Think of it like this:
Given the behavior of a bot's germline over the last, say, 100K cycles, there is an optimal muscle distribution which would have minimized the energy cost of those actions. That's true regardless of how we approach specialization. Assuming that future behavior is going to be similar to past behavior, we can use that past behavior to predict future behavior. And from that, a muscle distribution which should minimize costs in the future.
We can cheaply keep track of past behavior, weighted more heavily for more recent behavior, by using a
exponential moving average. Even if specialization is controlled in the DNA I think we'd still want to keep a record of how a bot has spent energy in the past so that a bot's DNA can at least make informed decisions.
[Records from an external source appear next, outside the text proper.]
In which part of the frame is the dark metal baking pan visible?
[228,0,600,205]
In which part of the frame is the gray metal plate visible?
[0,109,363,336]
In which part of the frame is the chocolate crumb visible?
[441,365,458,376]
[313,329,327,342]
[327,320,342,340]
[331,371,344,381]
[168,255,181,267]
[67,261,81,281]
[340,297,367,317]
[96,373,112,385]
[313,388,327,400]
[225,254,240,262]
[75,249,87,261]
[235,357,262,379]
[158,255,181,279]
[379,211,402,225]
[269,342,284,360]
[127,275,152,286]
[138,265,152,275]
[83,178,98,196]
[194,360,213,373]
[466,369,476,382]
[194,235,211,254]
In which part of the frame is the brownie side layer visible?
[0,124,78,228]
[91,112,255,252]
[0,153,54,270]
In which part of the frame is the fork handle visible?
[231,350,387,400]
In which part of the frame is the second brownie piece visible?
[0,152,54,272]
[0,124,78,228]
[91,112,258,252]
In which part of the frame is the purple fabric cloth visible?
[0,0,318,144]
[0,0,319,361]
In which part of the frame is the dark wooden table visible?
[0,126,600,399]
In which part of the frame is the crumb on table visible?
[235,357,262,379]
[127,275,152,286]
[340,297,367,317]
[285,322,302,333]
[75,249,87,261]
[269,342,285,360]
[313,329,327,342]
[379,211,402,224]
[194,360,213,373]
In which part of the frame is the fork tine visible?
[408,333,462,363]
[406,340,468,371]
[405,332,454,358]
And again, assuming that past behavior will be an indicator of future behavior, that moving average represents the idealized muscle distribution. Which means bots which deviate from that are less fit almost by definition, so it's not necessarily an interesting problem to solve.
That said, to play devil's advocate, there are some problems:
1. This does not work well for somatic cells. Eg: organs in a specialized multibot. A multibot might easily want specialized shooting cells, for instance.
2. This does not work well for something like a caterpillar/moth lifecycle, since there are very different metabolic needs for a moth compared to a caterpillar.
For both cases, I think what we need is something like a "muscle profile" that can be saved/loaded/modified. But I don't want to have magic ID numbers that bots have to use to load up the correct profile. And I also don't want to have dozens of sliders that bots have to tweak or, worse, remember dozens of configurations of the dozens of sliders.